Aveva proprio ragione il Divo Giulio Andreotti: il potere logora chi non ce l’ha. Alias chi arriva al potere fa di tutto per non mollarlo. A questa legge della natura non sfuggono i pentastellati torinesi che proprio non ne vogliono sapere di mollare il posto conquistato quasi tre anni fa. Per alcuni di loro (sicuramente la maggioranza) c’ è una radicale differenza tra l’ indigenza ed un certo attuale benessere economico.

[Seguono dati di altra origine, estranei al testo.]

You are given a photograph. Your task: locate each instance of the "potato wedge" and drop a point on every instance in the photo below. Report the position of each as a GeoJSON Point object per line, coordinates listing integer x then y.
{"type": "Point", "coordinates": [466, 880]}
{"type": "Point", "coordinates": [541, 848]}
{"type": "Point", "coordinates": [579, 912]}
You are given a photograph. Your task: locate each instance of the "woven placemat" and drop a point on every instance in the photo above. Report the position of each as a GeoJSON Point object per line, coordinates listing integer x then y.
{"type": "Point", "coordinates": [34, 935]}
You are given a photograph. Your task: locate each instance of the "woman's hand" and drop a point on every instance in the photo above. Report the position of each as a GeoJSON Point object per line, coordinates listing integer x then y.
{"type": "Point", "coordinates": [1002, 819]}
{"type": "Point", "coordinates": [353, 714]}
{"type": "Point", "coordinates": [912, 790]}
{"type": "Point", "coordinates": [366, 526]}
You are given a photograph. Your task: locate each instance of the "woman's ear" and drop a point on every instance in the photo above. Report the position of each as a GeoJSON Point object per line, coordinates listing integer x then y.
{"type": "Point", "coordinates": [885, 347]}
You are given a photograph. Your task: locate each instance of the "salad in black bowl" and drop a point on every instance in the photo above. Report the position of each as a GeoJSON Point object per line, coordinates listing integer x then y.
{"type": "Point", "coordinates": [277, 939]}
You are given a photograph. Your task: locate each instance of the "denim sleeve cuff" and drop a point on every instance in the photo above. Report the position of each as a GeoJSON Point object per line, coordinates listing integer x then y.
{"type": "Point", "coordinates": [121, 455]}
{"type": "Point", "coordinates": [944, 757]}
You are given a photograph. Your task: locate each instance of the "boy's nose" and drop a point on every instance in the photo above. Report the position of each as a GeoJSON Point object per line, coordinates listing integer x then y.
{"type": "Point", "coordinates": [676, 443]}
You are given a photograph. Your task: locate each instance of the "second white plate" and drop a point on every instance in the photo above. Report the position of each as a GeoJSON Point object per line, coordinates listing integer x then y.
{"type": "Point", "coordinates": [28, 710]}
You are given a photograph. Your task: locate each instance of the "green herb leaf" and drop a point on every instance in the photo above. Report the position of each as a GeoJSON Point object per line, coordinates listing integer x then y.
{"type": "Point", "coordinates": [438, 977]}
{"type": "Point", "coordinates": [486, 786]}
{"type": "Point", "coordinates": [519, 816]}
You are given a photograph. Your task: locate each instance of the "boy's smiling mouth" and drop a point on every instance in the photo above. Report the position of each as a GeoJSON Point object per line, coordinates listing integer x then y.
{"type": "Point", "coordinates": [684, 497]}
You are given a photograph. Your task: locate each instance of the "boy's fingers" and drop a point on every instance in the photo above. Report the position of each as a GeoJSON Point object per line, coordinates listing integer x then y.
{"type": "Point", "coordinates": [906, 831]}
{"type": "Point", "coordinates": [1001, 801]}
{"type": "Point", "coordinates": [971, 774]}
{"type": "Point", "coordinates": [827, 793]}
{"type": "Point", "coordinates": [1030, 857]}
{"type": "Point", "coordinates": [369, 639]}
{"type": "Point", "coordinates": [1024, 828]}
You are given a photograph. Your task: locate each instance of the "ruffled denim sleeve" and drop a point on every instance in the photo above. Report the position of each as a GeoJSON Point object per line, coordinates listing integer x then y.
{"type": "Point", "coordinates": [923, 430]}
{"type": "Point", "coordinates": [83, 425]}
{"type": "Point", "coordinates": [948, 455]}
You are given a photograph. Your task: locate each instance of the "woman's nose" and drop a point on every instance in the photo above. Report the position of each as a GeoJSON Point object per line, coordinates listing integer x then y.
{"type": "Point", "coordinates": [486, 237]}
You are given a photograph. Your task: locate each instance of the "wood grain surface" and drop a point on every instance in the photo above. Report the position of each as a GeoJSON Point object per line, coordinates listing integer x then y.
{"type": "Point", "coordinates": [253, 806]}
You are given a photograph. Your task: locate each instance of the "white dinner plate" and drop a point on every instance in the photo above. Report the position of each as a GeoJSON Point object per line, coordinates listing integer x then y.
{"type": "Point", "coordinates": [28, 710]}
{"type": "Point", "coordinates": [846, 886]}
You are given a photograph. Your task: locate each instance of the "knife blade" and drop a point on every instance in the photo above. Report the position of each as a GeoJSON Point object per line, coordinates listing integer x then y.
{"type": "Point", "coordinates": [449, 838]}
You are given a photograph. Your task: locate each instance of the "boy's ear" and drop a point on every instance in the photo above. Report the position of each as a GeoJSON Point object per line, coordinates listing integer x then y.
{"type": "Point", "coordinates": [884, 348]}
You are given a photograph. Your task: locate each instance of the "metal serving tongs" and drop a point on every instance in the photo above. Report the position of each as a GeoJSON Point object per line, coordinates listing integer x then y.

Assessori che prima dichiaravano 10mila euro all’anno ed oggi superano i 70mila. La legislatura dovrà durare. Viceversa torneranno ad essere quasi disoccupati se non disoccupati del tutto. Ai pentastellati la vicenda dell’eventuale rinvio a giudizio della sindaca Appendino e assessore competente non fa dormire sonni tranquilli. Qualcosa di simile a ciò che è successo agli amministratori di Alessandria. Le similitudini non si fermano qui. Successivamente la Corte dei conti potrebbe chiedere i danni erariali. In questo caso il trucchetto di dire è colpa del PD non funziona. Soprattutto una vicenda che si svilupperà per anni. Soluzioni? Dire
ciò che è. Dunque dichiarare lo stato di dissesto. Commissario, nuove elezioni e non più prebende. Tanto in forma nell’affrontare questa nuova tornata elettorale tra Venaria e Torino i pentastellati non lo sono. Un grido di dolore, intanto, arriva da Forza Italia. Mi raccomando: Matteo Salvini non ci mollare, sarebbe un disastro per tutto il centro destra. Vincerebbero i pentastellati. Su questo si sbagliano. Ma urlare al Lupo ancorché non sia arrivato è saggio. Personalmente escludo un accordo tra i gialloverdi. Sarebbe più realistico se la Lega corresse da sola per incassare il massimo dell’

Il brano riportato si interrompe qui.